Maybe a UDF will be perfect to create, but I don't know if it will be useful for many people, and yes - you must have MS Word installed - another dependency.

Top
#178146 - 2007-07-22 01:49 AM Re: Convert TXT file from UTF-8 to ANSI [Re: green78]
Witto Offline
MM club member
*****

Registered: 2004-09-29
Posts: 1828
Loc: Belgium
Here is some explanation about the constants
Word 2003 VBA Language Reference: Word Enumerated Constants
You can reuse the macro you created. Together with some imagination and
AdminScriptEditor that reveals all the arguments, you could write something like:
;*************************************************************************
; Script Name:
; Author: green78
; Date: 21/07/2007
; Description:
;************************************************************************* 


;Script Options
If
Not @LOGONMODE
    Break On
Else
    Break Off
EndIf
Dim $RC
$RC = SetOption("Explicit", "On")
$RC = SetOption("NoMacrosInStrings", "On")
$RC = SetOption("NoVarsInStrings", "On")
If @SCRIPTEXE = "KIX32.EXE"
    $RC = SetOption("WrapAtEOL", "On")
EndIf

;Declare vaiables
Dim
$strSrcFile
, $strDstFile

Dim $wdOpenFormatAllWord, $wdOpenFormatAuto, $wdOpenFormatDocument, $wdOpenFormatEncodedText
Dim $wdOpenFormatRTF, $wdOpenFormatTemplate, $wdOpenFormatText, $wdOpenFormatUnicodeText
Dim $wdOpenFormatWebPages

Dim $wdFormatDocument, $wdFormatDOSText, $wdFormatDOSTextLineBreaks, $wdFormatEncodedText
Dim $wdFormatFilteredHTML, $wdFormatHTML, $wdFormatRTF, $wdFormatTemplate, $wdFormatText
Dim $wdFormatTextLineBreaks, $wdFormatUnicodeText, $wdFormatWebArchive, $wdFormatXML

Dim $wdCRLF, $wdCROnly, $wdLFCR, $wdLFOnly, $wdLSPS

Dim $objWord

;Initialize variables
$strSrcFile = "C:\test\test-UDF-8.txt"
$strDstFile = "C:\test\test-ANSI.txt"

$wdOpenFormatAllWord = 6
$wdOpenFormatAuto = 0
$wdOpenFormatDocument = 1
$wdOpenFormatEncodedText = 5
$wdOpenFormatRTF = 3
$wdOpenFormatTemplate = 2
$wdOpenFormatText = 4
$wdOpenFormatUnicodeText = 5
$wdOpenFormatWebPages = 7

$wdFormatDocument = 0
$wdFormatDOSText = 4
$wdFormatDOSTextLineBreaks = 5
$wdFormatEncodedText = 7
$wdFormatFilteredHTML = 10
$wdFormatHTML = 8
$wdFormatRTF = 6
$wdFormatTemplate = 1
$wdFormatText = 2
$wdFormatTextLineBreaks = 3
$wdFormatUnicodeText = 7
$wdFormatWebArchive = 9
$wdFormatXML = 11

$wdCRLF = 0
$wdCROnly = 1
$wdLFCR = 3
$wdLFOnly = 2
$wdLSPS = 4


$objWord = CreateObject("Word.Application")
If @ERROR
    ? "Error creating Excel object"
    ? "Error " + @ERROR + ": " + @SERROR
    Exit @ERROR
EndIf

;$objWord.Visible = True ;No need to make this visible
;$RC = $objWord.Documents.Open($strSrcFile,0,0,0,"","",0,"","",$wdOpenFormatAuto,65001,,,,,"")

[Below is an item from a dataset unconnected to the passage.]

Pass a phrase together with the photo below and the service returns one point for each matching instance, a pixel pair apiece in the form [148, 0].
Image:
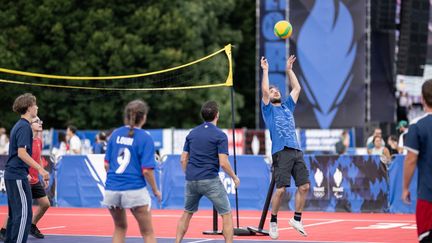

$RC = $objWord.Documents.Open($strSrcFile) ;You will see this is enough
;$RC = $objWord.ActiveDocument.SaveAs($strDstFile,$wdFormatText,0,"",1,"",0,0,0,0,0,1252,0,0,$wdCRLF)
$RC
= $objWord.ActiveDocument.SaveAs($strDstFile,$wdFormatText) ;You will see this is enough
$objWord.Application.Quit

Here is the essential and simplified part
Break ON
$strSrcFile = "C:\test\test-UDF-8.txt"
$strDstFile = "C:\test\test-ANSI.txt"
$objWord = CreateObject("Word.Application")
$RC = $objWord.Documents.Open($strSrcFile)
$RC = $objWord.ActiveDocument.SaveAs($strDstFile,2)
$objWord.Application.Quit

Top
#178150 - 2007-07-22 11:53 AM Re: Convert TXT file from UTF-8 to ANSI [Re: Witto]
green78 Offline
Fresh Scripter

Registered: 2007-05-02
Posts: 34
Witto,

This is great. Many thanks for your effort. This is exactly what it has to be - simple, effective :).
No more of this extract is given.